Aged-care residents open-up about living well

What gives older people meaning and happiness in aged-care?

A young nursing student has been exploring this question thanks to a scholarship from the University of Auckland.

Mikkol Macabali, 21, has spent 10 weeks researching and interviewing residents at Oceania Elmwood Village residential aged-care home in Manurewa as part of the University’s Summer Research Scholarship scheme.

In his results, presented as video interviews, friendship emerges as the most important factor in living well.

“The key to flourishing in residential aged-care was through forming meaningful relationships with staff or other residents,” Mikkol says.

“Socialisation was very important for the both mental and emotional wellbeing of all residents. It goes to show it’s never too late to make a new best friend.”

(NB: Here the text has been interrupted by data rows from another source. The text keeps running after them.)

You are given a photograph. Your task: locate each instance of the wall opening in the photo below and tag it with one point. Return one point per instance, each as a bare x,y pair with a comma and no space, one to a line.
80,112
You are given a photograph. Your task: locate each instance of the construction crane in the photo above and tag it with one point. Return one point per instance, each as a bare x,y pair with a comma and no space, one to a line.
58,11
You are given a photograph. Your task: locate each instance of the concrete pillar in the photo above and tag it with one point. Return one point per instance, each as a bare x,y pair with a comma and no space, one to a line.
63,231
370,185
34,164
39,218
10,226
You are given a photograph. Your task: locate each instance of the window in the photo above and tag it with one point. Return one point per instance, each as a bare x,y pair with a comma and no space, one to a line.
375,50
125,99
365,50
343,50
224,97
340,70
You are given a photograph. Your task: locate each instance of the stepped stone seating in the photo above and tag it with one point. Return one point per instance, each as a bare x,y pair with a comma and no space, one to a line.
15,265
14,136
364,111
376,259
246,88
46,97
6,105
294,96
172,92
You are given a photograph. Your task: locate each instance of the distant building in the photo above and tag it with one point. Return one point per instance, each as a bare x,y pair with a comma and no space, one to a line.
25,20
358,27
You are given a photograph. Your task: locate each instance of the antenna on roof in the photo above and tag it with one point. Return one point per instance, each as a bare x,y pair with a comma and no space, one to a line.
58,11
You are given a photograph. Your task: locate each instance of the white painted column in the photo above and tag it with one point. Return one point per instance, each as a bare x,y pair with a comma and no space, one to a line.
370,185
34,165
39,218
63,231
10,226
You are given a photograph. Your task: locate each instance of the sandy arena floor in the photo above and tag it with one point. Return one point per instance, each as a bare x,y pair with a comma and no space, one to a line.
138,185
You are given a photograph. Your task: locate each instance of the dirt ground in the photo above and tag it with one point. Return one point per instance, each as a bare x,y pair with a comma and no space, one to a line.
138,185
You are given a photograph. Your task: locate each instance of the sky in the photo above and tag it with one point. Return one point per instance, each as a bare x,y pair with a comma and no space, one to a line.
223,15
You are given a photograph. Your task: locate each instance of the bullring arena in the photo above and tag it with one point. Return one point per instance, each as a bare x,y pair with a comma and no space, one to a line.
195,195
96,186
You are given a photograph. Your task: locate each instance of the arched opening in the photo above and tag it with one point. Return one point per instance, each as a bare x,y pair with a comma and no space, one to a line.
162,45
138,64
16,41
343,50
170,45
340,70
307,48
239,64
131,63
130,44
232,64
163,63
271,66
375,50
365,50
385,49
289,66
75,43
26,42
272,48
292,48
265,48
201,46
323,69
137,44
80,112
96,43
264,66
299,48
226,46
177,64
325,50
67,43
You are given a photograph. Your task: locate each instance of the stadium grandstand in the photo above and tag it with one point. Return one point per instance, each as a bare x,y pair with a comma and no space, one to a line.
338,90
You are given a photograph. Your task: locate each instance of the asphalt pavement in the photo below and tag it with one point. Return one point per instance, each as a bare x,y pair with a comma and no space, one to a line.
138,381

“My aim was to uncover the residents’ own perspectives by directly asking what makes them happy and what they need to live well in an aged-care facility,” he says.

Mikkol Macabali Summer Research Scholar

Mikkol’s research was titled: What gives you meaning and makes you happy?:A pilot project exploring the views of people living in residential aged care about what they need to live well in advanced age.

“My aim was to uncover the residents’ own perspectives by directly asking what makes them happy and what they need to live well in an aged-care facility,” he says.

The research was supervised by Associate Professor and Nurse Practitioner, Dr Michal Boyd, an expert in gerontology, and Dr Lisa Williams, a Research Fellow in the School of Nursing.

Dr Williams says while it is well-known that the population of older people is rapidly increasing, and even though many older people may require 24-hour care due to increasing frailty, it is important to seek ways to keep them connected socially.

She adds using digital stories as a research method can be extremely effective in engaging participants in the research process. The end product is also easy to access and easy to share.

Dr Boyd adds the project is important because it promotes an appreciation of older people as valued members of the wider community.

Mikkol hopes the digital stories will help the aged-care sector and his fellow students at the Faculty of Medical and Health Sciences to better understand the importance of social culture in retirement facilities.

“Digital stories make this research more accessible to the aged-care sector and to young practitioners wanting to better understand how to effectively work with the elderly,” he says.

Mikkol has a long-term interest in improving aged-care which began at secondary school, when he volunteered at his local rest-home in West Auckland, before going on to study nursing.

The University of Auckland Summer Research Scholarship scheme gives senior undergraduate students the opportunity to work within a research environment, mixing with researchers and postgraduate students at the forefront of their fields.

Students receive a generous tax-free stipend to undertake their project. Around 370 University of Auckland students worked on Summer Research Projects over the holiday period.